- Born: June 10, 1943 Pittsburgh, Pennsylvania
- Occupations: Orthopedic Surgeon Sports Medicine
- Known for: Lemak Sports Medicine & Orthopedics American Sports Medicine Institute Alabama Sports Medicine & Orthopedic Center
- Spouse: Georgine Lemak
- Children: 3

= Larry Lemak =

Lawrence J. Lemak (born 1943; Pittsburgh, Pennsylvania) is an orthopedic surgeon who practices at the Lemak Sports Medicine & Orthopedics in Birmingham, Alabama. He is a sports medicine and orthopedic surgeon, specializing in arthroscopy and reconstruction of the knee, shoulder, hip and elbow.

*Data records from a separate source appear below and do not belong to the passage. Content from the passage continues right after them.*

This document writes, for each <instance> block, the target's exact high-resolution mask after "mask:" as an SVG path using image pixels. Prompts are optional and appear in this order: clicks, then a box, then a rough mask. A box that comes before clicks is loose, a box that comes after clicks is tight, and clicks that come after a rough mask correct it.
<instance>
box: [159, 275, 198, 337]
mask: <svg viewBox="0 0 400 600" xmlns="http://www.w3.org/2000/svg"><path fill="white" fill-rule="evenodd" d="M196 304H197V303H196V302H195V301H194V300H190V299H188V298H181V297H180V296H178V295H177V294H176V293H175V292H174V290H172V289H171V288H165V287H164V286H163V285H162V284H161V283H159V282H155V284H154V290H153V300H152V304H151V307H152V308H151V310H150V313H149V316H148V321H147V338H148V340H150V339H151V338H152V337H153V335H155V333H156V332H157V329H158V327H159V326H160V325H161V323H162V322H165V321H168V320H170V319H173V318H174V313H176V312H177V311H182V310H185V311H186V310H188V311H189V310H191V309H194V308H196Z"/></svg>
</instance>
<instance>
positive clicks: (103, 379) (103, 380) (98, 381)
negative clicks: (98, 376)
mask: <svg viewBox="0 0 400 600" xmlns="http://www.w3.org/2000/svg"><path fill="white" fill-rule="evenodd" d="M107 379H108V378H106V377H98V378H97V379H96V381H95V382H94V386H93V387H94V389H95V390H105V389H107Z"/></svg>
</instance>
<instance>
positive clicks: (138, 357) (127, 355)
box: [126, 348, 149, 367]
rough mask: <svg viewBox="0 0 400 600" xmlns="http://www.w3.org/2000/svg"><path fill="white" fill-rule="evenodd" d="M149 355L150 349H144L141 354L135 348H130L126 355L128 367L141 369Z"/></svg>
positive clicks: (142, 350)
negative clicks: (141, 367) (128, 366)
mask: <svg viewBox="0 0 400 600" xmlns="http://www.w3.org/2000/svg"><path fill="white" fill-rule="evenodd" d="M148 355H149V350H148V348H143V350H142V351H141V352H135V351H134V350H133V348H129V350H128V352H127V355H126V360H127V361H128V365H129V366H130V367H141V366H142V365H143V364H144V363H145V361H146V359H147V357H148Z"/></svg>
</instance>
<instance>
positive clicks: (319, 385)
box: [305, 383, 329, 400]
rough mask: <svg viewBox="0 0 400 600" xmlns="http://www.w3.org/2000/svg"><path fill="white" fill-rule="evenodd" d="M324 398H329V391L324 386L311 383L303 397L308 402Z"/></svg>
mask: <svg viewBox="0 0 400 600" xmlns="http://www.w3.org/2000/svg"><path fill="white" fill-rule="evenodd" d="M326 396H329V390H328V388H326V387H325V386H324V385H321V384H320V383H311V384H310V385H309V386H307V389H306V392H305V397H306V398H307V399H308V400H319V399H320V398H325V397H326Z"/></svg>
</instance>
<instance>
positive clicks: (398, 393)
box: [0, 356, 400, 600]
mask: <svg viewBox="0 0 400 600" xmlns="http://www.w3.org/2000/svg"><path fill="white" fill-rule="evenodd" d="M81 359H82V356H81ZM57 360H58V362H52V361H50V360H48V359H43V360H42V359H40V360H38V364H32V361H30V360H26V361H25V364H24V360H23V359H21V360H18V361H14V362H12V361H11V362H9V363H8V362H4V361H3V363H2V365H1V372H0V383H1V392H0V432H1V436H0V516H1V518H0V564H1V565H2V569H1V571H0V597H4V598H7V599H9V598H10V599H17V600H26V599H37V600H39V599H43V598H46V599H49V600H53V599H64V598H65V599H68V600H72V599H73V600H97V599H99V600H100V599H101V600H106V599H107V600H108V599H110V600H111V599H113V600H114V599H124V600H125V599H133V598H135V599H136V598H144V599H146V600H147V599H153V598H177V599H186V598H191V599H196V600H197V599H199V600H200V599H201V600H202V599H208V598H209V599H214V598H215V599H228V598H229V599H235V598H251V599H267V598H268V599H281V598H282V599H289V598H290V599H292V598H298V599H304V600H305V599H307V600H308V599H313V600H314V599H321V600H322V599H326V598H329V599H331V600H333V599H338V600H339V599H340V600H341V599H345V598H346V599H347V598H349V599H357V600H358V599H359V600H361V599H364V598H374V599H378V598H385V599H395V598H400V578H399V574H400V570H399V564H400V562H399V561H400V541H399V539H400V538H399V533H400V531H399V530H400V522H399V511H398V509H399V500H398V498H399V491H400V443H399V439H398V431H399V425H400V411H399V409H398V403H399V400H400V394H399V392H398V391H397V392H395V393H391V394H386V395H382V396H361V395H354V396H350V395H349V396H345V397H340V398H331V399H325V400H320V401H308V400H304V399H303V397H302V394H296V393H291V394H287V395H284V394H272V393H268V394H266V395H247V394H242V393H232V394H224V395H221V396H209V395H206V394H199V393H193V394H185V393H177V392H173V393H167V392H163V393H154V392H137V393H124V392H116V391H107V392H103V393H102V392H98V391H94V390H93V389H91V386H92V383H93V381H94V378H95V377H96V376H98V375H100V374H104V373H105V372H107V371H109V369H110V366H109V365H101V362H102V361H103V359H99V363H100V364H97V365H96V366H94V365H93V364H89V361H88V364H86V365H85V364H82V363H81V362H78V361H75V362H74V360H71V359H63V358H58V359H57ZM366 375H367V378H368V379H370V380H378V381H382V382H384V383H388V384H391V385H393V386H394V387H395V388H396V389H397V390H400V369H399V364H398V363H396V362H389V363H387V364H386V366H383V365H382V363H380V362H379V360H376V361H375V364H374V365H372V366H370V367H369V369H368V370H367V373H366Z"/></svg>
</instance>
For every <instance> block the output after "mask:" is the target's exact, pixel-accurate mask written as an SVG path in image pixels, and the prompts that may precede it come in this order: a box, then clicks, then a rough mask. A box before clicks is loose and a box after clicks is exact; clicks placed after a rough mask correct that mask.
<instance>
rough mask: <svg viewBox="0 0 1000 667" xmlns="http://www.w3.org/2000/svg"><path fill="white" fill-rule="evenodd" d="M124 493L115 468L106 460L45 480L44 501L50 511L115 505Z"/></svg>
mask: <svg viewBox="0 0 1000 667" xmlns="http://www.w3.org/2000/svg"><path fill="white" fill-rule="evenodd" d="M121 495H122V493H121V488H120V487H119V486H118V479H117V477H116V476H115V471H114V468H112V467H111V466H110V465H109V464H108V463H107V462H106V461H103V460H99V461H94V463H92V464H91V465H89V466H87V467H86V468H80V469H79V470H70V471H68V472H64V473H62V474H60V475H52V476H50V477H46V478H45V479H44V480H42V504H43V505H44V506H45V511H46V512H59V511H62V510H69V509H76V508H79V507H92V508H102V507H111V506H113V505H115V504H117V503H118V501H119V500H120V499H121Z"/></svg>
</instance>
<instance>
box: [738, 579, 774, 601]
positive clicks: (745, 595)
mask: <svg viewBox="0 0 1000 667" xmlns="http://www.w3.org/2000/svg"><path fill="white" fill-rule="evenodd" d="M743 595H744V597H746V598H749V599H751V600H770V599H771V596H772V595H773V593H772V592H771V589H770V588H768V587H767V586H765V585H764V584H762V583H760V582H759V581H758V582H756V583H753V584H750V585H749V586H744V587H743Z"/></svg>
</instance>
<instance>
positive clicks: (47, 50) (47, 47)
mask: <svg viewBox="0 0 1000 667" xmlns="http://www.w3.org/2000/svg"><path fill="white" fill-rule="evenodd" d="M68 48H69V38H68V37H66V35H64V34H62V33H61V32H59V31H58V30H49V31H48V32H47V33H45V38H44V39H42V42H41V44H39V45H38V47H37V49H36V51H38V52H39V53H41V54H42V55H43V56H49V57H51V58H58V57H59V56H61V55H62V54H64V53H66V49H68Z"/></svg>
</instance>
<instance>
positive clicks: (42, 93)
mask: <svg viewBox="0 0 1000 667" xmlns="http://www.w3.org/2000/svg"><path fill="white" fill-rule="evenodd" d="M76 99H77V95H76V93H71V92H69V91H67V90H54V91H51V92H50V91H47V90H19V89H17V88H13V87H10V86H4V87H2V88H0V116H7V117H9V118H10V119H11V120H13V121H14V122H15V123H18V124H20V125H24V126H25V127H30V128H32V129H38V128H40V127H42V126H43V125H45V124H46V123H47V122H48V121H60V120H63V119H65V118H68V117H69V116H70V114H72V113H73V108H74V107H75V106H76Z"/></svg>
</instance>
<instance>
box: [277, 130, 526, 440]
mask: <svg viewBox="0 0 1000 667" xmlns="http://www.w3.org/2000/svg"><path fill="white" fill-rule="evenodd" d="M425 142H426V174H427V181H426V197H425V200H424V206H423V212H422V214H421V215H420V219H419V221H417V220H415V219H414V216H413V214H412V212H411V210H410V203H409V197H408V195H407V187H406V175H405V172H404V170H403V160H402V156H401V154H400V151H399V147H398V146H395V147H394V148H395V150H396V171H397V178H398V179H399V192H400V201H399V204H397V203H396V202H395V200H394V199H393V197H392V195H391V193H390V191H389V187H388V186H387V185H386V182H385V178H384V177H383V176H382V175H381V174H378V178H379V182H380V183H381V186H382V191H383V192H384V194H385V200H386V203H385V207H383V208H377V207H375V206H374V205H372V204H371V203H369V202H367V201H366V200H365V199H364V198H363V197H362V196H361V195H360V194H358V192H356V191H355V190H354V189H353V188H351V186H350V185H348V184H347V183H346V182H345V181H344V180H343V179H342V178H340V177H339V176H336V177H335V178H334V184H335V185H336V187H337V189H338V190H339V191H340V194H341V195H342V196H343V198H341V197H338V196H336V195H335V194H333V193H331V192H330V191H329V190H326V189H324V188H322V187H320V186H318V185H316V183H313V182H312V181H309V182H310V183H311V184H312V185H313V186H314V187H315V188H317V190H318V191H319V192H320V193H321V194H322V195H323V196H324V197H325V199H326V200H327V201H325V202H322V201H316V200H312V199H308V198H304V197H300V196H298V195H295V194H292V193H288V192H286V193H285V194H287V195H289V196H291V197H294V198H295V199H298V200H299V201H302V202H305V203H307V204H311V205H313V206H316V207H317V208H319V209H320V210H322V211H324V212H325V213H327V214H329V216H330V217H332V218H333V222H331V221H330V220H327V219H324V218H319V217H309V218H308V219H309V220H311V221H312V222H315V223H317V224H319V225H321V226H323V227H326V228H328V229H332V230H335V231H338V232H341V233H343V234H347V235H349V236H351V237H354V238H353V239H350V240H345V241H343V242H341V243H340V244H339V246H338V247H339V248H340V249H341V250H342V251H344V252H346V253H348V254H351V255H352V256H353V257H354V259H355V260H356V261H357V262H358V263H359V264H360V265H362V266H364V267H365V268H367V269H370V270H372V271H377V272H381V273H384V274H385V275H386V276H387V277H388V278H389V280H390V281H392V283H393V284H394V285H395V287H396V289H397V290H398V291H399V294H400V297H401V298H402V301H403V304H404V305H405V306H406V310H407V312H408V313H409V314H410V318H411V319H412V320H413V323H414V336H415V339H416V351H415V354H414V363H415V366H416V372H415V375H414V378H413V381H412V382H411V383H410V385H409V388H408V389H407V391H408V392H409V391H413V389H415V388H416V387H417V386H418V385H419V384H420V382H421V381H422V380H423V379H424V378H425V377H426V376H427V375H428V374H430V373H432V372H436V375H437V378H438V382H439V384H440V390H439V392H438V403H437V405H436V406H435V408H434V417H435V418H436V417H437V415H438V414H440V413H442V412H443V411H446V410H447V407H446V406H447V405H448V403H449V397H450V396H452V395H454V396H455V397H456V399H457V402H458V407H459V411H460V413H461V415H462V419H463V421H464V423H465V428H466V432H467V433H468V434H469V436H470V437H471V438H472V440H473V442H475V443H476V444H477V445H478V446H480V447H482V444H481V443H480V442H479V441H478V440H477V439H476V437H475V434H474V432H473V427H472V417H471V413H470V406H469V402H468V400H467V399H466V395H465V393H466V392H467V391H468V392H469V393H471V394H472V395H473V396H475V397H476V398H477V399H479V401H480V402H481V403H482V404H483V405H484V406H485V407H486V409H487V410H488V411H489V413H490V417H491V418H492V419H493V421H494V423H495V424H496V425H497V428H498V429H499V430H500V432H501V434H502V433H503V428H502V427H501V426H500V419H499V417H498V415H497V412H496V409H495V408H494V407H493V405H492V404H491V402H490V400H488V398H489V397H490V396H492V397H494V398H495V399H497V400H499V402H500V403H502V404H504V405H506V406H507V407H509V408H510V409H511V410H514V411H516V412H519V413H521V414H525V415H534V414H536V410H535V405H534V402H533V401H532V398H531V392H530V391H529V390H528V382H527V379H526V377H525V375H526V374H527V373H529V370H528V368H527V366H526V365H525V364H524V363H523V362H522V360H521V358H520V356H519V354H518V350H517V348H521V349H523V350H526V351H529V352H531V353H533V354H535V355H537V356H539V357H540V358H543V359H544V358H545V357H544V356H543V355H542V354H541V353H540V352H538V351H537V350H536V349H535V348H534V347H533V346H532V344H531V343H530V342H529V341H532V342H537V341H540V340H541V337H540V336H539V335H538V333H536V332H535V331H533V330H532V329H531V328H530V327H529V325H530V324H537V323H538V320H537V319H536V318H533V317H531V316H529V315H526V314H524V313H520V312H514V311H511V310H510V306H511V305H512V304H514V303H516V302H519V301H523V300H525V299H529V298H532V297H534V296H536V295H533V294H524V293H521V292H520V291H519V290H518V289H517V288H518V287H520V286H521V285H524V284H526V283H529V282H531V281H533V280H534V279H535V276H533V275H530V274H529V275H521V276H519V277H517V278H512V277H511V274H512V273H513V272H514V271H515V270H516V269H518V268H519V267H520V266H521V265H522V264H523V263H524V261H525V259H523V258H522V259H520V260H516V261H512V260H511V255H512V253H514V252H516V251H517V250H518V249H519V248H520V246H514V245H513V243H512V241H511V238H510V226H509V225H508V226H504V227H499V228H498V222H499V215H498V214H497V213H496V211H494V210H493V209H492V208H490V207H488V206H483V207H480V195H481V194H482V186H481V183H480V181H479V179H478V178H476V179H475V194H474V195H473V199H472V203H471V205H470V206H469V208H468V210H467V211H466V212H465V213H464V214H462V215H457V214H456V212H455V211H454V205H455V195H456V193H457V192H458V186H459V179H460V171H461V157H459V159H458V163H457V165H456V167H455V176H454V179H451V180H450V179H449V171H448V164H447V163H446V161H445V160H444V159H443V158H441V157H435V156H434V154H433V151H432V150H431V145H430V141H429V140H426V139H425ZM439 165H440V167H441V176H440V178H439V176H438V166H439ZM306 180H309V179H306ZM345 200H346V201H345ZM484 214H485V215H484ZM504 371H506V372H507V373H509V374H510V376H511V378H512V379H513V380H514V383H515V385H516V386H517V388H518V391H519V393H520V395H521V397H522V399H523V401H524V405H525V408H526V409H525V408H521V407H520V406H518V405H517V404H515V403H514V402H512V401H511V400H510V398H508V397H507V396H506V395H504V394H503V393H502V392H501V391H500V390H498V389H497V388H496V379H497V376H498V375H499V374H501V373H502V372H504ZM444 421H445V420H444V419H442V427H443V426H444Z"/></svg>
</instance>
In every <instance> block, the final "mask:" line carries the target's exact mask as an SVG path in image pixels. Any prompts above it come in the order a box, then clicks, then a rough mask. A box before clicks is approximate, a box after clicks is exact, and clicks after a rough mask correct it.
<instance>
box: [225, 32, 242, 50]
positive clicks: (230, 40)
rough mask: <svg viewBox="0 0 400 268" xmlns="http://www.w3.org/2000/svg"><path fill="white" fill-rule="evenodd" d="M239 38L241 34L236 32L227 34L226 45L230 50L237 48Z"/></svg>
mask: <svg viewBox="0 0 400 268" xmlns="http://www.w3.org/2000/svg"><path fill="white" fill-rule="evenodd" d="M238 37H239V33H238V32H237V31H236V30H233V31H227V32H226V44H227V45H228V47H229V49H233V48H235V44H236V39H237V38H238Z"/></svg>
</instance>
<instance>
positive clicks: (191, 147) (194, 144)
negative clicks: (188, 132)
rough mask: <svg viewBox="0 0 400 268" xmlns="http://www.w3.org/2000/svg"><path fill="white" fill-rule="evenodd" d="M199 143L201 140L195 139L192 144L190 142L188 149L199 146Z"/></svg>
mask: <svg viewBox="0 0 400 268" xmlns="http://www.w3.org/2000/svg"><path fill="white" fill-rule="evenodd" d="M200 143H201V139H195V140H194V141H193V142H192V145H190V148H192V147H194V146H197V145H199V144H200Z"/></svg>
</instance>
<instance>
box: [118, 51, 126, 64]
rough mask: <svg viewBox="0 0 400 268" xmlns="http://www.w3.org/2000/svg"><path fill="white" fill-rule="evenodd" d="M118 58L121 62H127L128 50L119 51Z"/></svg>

In 1986, Lemak and his partner James Andrews founded the Alabama Sports Medicine and Orthopedic Center (ASMOC) as well as the American Sports Medicine Institute (ASMI) in Birmingham. Lemak has played an integral role in sports medicine and arthroscopy research as a founder and member of the board of directors for the American Sports Medicine Institute (ASMI).

In 2001, Lemak founded the National Center for Sports Safety, a non-profit organization dedicated to promoting the importance of injury prevention and safety in youth sports.

On October 8, 2009, the United Football League announced that Lemak would serve as Chief Medical Officer to the League.

==Affiliations==
Lemak is a member and Fellow of the American Academy of Orthopedic Surgeons (FAAOS) and member of and the American Orthopaedic Society for Sports Medicine. Lemak serves as medical director for Major League Soccer, the PGA and the LPGA and formerly for NFL Europe.

Lemak serves as team physician for Auburn University, Samford University, Birmingham–Southern College, Jacksonville State University, and as the Sports Commissioner for the State of Alabama.
He is a clinical assistant professor at the University of Virginia and the University of Alabama at Birmingham. In addition, Lemak served as Chair of the Department of Orthopaedics at The University of South Florida from 2004 through 2008, and was largely responsible for re-establishing the Department of Orthopaedics at USF. A board-certified surgeon, with a Medical degree from the University of Alabama and an Orthopaedic Residency completed at the University of Pittsburgh.